Marketing and Promotion
Of paramount importance is the role of Exotic Leather South Africa in promoting stakeholders throughout the entire value chain, both downstream (producers etc.), and upstream (world-class finished products etc.).
Global demand for exotic leather continues to grow, but the perception of poor compliance and regulations is seen as a major factor depriving communities of the benefits of this trade and potentially threatening the survival of the species used in this industry.
With the support of all its partners and role-players, Exotic Leather South Africa strives to change the negative perceptions and establish South African exotic leather as a high-quality contender amidst the global market.
In its drive for success Exotic Leather South Africa has secured the support of a wide spectrum of role-players, including the following:
- Industry role-players, including those involved in the upstream and downstream activities in the value chain;
- The Department of Trade and Industry (the dti), but later other government entities such as the Technology Innovation Agency and the National Research Foundation;
- The Departments of Environmental Affairs and Department of Agriculture and Forestry and Fisheries; and the
- University of Pretoria as Technical Collaborator.
Exotic Leather South Africa would provide a platform where each of the role-players will contribute expertise, skills and resources to create synergy within the industry and ensure cost-effective interventions.
South Africa is uniquely positioned to tap into the internationally luxury exotic leather market and to develop a world-class local exotic leather industry. South Africa produces two types of exotic leathers, namely ostrich and crocodile leather. These leathers are considered scares and exclusive, and coupled with their high-quality characteristics and uniquely aesthetic appearance, are considered highly sought-after raw materials for the manufacturing of luxury products (specifically accessories) for the international goods industry.

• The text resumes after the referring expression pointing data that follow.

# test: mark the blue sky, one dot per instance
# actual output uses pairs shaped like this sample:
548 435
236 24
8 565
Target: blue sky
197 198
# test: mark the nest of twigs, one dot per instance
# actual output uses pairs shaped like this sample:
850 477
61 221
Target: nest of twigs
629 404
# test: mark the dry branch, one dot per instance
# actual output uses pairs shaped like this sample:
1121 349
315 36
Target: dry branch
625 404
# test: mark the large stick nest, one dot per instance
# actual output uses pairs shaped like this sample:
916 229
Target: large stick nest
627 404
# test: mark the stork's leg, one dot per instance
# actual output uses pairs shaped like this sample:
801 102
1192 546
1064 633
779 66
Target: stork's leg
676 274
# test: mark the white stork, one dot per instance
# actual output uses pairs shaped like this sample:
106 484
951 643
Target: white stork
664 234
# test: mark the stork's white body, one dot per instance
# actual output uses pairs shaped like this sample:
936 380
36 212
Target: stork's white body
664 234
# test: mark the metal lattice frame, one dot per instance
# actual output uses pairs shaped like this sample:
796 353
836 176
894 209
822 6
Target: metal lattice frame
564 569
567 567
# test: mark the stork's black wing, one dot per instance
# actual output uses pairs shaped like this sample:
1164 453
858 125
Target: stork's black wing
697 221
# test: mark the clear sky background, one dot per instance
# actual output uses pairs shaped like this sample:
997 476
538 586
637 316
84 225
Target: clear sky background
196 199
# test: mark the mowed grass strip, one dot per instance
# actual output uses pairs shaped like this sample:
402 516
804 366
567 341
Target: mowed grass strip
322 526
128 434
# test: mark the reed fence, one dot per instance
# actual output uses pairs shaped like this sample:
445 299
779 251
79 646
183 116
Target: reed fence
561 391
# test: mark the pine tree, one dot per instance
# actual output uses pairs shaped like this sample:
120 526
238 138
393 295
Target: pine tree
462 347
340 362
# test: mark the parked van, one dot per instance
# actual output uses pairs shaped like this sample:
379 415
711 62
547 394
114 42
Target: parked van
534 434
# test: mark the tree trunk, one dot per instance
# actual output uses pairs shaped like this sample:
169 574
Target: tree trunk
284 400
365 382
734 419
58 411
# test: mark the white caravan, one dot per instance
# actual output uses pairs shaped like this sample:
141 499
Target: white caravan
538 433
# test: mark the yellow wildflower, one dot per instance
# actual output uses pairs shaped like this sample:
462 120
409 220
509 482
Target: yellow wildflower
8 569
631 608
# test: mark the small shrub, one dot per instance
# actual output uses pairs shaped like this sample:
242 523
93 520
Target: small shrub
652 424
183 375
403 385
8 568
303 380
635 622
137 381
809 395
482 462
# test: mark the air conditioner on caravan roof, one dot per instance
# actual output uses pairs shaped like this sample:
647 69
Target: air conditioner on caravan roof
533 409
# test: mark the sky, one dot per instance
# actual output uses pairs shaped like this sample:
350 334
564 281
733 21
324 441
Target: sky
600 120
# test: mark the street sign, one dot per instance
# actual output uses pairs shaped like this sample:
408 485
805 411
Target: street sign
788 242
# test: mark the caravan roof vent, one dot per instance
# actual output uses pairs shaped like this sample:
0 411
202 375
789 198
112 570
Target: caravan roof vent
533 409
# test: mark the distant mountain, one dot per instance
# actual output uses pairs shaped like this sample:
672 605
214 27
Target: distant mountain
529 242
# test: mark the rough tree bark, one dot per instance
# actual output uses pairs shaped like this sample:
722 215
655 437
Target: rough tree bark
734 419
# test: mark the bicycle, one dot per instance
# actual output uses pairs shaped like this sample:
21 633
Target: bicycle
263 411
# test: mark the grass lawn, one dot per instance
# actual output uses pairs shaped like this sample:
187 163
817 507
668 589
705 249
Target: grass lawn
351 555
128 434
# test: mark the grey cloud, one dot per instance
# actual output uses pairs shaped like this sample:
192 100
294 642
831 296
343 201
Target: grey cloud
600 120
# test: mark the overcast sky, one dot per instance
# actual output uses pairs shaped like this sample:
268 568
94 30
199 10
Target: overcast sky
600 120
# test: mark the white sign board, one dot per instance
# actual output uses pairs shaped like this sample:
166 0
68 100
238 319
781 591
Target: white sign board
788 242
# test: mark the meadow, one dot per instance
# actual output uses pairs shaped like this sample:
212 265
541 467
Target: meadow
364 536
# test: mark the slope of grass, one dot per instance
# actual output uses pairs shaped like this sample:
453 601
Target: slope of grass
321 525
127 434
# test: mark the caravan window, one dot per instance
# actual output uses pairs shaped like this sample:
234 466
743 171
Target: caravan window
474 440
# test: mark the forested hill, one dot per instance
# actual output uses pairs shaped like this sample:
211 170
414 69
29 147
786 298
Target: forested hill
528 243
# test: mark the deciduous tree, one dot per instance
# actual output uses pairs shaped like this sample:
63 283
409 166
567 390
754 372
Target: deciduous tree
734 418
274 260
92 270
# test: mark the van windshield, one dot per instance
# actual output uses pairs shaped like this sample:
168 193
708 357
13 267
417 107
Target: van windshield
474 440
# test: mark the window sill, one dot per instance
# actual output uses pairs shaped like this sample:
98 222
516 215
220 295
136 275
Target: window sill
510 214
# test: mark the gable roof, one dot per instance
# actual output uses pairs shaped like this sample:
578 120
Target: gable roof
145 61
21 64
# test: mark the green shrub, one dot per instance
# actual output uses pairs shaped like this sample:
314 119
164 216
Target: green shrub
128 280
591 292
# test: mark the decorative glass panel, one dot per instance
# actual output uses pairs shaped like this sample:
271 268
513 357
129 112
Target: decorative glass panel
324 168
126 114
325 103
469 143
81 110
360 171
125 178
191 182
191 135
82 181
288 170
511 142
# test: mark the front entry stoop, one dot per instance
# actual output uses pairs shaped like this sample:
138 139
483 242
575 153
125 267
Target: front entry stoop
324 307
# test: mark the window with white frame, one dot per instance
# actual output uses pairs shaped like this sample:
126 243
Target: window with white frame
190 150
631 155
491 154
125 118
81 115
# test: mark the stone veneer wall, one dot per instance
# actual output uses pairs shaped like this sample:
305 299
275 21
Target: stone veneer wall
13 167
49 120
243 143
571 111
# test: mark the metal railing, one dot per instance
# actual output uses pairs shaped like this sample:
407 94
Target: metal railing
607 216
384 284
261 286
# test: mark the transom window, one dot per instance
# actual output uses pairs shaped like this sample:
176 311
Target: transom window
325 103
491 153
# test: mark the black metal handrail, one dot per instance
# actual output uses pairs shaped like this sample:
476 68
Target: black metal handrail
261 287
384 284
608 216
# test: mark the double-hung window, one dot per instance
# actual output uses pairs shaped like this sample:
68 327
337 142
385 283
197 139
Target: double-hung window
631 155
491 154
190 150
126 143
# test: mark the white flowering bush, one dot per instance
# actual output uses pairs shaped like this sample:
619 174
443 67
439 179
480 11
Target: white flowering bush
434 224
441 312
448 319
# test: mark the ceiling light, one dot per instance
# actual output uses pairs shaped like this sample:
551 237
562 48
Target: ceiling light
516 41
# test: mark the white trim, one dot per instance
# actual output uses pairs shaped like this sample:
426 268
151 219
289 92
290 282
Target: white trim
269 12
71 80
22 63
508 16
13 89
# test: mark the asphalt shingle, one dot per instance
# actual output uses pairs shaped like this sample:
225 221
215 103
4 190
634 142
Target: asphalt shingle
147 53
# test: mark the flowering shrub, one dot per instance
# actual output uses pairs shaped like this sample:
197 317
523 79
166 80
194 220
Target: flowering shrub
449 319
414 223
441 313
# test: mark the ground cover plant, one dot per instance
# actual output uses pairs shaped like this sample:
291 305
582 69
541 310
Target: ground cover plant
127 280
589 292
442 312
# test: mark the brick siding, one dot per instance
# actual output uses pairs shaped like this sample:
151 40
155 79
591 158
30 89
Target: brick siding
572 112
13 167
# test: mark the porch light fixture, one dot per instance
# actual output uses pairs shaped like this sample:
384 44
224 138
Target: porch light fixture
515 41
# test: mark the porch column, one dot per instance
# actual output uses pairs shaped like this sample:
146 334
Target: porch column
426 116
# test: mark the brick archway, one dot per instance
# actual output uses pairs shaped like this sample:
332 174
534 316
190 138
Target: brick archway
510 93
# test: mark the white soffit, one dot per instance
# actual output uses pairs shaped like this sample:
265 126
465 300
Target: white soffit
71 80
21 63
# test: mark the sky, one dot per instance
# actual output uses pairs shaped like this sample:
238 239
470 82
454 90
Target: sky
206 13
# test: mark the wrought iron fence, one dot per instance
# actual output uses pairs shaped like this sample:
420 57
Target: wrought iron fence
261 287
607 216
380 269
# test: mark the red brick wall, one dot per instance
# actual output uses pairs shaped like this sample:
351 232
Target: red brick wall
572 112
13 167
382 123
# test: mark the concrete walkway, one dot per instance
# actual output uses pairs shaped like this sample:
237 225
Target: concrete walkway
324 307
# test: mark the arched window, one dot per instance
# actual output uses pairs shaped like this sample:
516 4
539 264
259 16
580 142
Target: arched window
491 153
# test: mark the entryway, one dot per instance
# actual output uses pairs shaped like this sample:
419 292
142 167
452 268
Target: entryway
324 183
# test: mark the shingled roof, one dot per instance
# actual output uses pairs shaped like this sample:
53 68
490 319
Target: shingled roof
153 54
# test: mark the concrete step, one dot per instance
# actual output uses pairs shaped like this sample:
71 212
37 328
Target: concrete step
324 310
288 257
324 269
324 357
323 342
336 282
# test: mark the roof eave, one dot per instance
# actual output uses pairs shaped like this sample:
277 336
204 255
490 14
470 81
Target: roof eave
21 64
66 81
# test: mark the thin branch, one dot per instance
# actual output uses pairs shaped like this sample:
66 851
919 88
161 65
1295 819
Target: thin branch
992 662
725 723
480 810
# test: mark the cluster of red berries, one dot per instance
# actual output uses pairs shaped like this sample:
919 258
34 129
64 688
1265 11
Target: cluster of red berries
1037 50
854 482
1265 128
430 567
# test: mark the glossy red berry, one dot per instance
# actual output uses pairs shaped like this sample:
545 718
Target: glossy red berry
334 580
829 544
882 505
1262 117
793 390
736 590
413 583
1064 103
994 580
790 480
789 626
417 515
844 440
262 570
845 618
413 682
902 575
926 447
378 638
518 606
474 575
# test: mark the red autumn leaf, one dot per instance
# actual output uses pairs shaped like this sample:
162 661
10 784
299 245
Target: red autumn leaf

There is worldwide an increased awareness of environmental, social, economic and animal welfare impacts, emanating from the use of natural resources. Exotic Leather South Africa, as participant in the exotic leather industry, acknowledges the importance placed on ethical, sustainable and transparent/traceable sourcing policies and procedures, and adopts world-class standards for the production of exotic leather and products, with the aim to differentiate itself from other competing producer countries and to build a sustainable and growing industry which can benefit from the unprecedented growth in the global luxury market, experienced over the last few years.
The exotic leather industry in South Africa has untapped potential in terms of economic growth and local job creation. This ranges across the entire value chain, from initial stakeholders such as producers and tanneries to final export-ready leather goods; specialised animal husbandry skills to design and leather craft skills. Consumers of luxury goods (especially in the developed countries) expect the retailer to be responsible for the integrity of the complete supply chain. This is a relatively new phenomenon, and whereas this can be done at a basic level, luxury goods retailers cannot certify and control individual producers at ground level. This opens up new opportunities for Exotic Leather South Africa who aims to ensure that their industry participants have management plans which ensure sustainability of the industry, traceability of produced product, conservation of wild populations, care for the environment, compliance with animal welfare requirements and adhere to socio-economic expectations. One of the greatest challenges facing South Africa’s exotic leather industry is the perception that there exists a lack of obligation on most stakeholders to exercise stewardship of the resource, or to be involved in its conservation. To overcome this and other challenges and to exploit new opportunities opening up as a consequence of the unprecedented growth currently being experienced in the international luxury market, Exotic Leather South Africa has been established to serve as an industry vehicle for the South African Exotic Leather Market.